This view shows enzymes only for those organisms listed below, in the list of taxa known to possess the pathway. If an enzyme name is shown in bold, there is experimental evidence for this enzymatic activity.
|Superclasses:||Degradation/Utilization/Assimilation → Aromatic Compounds Degradation|
Expected Taxonomic Range: Proteobacteria
Organophosphate pesticides such as parathion and methyl parathionhave been used extensively as insecticides, fungicides, and herbicides. Methyl parathion is used primarily to kill insects on farm crops, especially cotton. It can no longer be used on food crops commonly consumed by children. Methyl parathion is a cholinesterase inhibitor, and exposure to very high levels for a short period in air or water may cause death. Changes in mental state may last several months after exposure has ended. EPA regulations allow 0.002 mg/L of methyl parathion in drinking water.
About This Pathway
A few organisms can degrade methyl-parathion and completely mineralize it. A Pseudomonas putida strain has been documented to degrade both both methyl parathion as a sole carbon and phosphorus source [Rani94]. This organism hydrolyzed methyl-parathion to 4-nitrophenol, which was subsequently degraded via hydroquinone and 1,2,4-benzenetriol to maleyl-acetate. A Pseudomonas strain designated Pseudomonas sp. A3 can use methyl-parathion as a sole carbon, energy, and phosphorus source [Ramanathan99]. The 4-nitrophenol provided carbon and energy, while the other cleavage product, dimethylthiophosphate, was used as a phosphorus source.

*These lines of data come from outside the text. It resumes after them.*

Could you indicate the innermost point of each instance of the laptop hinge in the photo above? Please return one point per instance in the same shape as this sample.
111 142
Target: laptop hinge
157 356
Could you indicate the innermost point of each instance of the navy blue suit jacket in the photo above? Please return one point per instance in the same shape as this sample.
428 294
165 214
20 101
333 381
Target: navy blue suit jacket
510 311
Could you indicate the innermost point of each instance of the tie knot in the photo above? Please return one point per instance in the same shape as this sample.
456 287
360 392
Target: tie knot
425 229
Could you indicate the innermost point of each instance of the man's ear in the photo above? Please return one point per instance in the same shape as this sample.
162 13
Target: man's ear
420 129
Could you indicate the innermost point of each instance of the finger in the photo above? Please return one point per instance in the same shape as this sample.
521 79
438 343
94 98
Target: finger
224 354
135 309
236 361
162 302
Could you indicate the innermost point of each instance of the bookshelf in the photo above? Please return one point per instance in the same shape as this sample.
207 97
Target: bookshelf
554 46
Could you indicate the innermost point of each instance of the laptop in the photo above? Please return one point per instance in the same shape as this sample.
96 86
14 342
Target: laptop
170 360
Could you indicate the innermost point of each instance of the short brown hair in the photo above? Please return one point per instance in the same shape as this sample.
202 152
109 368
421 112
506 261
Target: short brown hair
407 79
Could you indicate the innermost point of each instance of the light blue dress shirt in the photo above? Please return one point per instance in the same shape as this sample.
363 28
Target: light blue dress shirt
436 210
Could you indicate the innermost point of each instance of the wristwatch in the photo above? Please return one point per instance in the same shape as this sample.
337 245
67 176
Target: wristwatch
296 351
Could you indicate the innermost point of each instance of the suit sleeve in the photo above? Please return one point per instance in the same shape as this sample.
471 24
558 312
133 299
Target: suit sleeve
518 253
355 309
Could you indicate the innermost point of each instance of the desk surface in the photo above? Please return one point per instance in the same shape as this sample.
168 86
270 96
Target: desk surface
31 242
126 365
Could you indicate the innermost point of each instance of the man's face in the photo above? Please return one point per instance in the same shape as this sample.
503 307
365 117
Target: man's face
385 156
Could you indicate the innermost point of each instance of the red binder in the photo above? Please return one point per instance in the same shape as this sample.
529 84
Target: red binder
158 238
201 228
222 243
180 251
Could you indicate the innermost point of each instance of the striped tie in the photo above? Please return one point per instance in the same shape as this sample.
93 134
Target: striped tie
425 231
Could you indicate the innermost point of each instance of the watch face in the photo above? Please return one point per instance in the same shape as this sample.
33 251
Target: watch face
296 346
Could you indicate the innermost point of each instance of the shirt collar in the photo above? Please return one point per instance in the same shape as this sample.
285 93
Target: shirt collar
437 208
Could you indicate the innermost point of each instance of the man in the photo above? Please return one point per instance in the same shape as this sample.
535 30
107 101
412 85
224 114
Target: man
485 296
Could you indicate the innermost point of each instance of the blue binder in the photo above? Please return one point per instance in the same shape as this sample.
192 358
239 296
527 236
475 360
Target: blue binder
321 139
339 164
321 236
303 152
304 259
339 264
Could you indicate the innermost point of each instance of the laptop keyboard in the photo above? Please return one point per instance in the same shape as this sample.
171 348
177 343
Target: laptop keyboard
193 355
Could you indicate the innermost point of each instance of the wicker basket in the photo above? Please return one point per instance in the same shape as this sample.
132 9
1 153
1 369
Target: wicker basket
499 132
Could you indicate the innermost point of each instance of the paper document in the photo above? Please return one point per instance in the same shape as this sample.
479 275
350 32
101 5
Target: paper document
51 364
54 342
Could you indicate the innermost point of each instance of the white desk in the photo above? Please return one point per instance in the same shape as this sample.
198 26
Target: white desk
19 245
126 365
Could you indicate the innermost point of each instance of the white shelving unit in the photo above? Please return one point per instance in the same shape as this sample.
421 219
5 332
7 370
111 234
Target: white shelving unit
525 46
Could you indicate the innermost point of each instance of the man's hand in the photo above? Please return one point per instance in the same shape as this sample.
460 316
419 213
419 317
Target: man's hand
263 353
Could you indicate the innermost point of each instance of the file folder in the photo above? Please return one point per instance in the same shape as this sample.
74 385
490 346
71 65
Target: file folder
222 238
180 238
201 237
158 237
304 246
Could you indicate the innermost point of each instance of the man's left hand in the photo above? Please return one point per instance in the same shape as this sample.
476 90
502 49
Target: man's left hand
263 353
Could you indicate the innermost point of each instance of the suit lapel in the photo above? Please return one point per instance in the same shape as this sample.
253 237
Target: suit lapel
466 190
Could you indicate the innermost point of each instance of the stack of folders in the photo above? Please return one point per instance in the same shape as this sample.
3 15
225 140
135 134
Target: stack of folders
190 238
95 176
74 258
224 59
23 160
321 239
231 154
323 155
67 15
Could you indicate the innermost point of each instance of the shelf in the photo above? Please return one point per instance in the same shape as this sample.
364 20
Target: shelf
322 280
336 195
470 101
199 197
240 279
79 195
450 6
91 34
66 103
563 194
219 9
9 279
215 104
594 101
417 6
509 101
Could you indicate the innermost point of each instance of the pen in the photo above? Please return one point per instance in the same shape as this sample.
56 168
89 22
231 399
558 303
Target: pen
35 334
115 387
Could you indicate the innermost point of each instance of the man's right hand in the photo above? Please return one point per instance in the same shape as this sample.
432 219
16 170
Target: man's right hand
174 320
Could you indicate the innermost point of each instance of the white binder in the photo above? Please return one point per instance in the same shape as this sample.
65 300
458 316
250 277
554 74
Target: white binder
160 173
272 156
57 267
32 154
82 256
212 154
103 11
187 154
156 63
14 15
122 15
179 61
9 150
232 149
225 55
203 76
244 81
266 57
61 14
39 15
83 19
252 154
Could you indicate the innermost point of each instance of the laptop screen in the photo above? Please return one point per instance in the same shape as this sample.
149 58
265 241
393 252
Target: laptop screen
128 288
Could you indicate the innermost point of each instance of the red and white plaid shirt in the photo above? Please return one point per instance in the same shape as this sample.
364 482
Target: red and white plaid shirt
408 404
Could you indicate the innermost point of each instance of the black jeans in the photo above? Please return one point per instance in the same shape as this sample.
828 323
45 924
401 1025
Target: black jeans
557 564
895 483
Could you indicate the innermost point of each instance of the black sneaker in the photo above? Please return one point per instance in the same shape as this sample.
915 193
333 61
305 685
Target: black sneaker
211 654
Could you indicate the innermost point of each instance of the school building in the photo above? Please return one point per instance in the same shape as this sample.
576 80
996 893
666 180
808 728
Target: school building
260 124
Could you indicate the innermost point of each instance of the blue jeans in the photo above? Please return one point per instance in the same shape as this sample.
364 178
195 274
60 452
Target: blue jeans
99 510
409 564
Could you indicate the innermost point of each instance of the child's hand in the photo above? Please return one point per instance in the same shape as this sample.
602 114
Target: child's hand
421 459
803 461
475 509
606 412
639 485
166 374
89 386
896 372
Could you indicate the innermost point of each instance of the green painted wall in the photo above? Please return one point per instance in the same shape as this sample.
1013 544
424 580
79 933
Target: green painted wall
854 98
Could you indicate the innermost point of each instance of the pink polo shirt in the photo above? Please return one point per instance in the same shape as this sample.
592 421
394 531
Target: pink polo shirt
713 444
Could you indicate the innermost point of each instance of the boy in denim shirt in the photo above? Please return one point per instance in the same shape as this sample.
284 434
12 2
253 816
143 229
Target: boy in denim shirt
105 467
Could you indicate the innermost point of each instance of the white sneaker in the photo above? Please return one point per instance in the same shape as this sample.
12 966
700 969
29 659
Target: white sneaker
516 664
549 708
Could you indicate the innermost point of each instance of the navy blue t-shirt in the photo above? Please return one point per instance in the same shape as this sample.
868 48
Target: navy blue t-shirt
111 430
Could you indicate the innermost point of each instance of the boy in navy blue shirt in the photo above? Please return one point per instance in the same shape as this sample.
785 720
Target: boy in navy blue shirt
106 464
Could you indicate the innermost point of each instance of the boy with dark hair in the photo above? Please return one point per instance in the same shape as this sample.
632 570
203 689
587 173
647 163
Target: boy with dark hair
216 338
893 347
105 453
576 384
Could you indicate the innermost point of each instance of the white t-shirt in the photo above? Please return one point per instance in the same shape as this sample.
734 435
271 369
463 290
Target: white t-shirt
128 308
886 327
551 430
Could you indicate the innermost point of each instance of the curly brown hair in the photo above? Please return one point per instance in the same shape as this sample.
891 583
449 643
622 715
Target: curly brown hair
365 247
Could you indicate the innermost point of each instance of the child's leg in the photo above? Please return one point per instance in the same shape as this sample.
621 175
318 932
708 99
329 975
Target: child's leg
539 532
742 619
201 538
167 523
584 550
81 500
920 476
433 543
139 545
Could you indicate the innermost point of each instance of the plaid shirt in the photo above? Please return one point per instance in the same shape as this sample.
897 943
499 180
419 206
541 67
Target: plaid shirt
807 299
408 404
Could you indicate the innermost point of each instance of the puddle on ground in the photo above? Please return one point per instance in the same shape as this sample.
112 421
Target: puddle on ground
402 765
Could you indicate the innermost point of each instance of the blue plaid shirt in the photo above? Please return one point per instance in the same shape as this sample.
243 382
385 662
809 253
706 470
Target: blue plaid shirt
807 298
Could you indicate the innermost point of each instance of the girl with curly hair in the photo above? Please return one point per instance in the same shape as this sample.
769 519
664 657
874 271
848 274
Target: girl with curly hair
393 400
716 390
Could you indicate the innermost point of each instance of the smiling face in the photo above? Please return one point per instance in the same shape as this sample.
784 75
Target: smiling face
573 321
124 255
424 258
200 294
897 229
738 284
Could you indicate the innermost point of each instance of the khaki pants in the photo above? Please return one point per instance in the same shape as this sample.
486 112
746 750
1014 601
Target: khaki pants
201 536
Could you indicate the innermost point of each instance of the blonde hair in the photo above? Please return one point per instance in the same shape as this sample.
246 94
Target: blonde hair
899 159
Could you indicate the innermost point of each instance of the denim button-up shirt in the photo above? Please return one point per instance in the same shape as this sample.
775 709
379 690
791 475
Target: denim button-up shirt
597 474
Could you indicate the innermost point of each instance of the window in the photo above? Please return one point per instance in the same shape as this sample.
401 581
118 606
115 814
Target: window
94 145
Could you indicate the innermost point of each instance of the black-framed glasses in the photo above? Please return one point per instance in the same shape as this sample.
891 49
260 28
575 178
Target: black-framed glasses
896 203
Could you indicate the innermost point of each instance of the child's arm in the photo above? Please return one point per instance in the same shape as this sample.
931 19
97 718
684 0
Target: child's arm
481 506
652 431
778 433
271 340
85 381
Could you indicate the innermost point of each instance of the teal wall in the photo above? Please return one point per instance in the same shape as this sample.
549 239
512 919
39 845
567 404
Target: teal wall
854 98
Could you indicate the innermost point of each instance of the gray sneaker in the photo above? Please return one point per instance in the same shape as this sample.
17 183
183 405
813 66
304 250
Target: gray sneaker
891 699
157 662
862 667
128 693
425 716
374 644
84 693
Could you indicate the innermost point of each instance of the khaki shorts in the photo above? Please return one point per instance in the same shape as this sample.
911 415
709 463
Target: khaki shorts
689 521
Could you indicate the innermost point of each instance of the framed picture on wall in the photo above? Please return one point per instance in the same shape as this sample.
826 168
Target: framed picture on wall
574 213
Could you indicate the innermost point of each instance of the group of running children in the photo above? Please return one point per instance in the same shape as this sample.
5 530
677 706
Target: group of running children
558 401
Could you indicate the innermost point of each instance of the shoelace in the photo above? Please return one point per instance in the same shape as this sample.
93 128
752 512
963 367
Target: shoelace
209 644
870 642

Pseudomonas sp. WBC-3 can utilize methyl-parathion as a sole carbon, energy, and nitrogen source [Liu05]. The genes encoding the required enzymes are carried on a 70 kb plasmid designated pZWL0. The mpd gene encoding the methyl-parathion hydrolyzing enzyme has been cloned from this organism and succssfully expressed in Escherichia coli. Interestingly, this gene is completely different from the opd genes encoding parathion hydrolases.
The key enzyme in methyl-parathion degradation is methyl-parathion hydrolase, which has been described in a variety of bacteria.
Unlike the organisms mentioned above, an organism identified as Plesiomonas sp. M6 is able to hydrolyze methyl-parathion to p-nitrophenol, but is not able to degrade p-nitrophenol further. The gene encoding the methyl-parathion hydrolyzing enzyme in this organism has been cloned and succssfully expressed in Escherichia coli [Vecchioni75]. It is almost identical to the plasmid-borne mpd gene cloned from Pseudomonas sp. WBC-3, but is located on the chromosome.
According to at least one publication, dimethylthiophosphate is degraded to methane, phosphate and sulfate, enabling the organism to utilze methyl parathion as the sole phosphorus source [Ramanathan99]. The exact path for this degradation is not known.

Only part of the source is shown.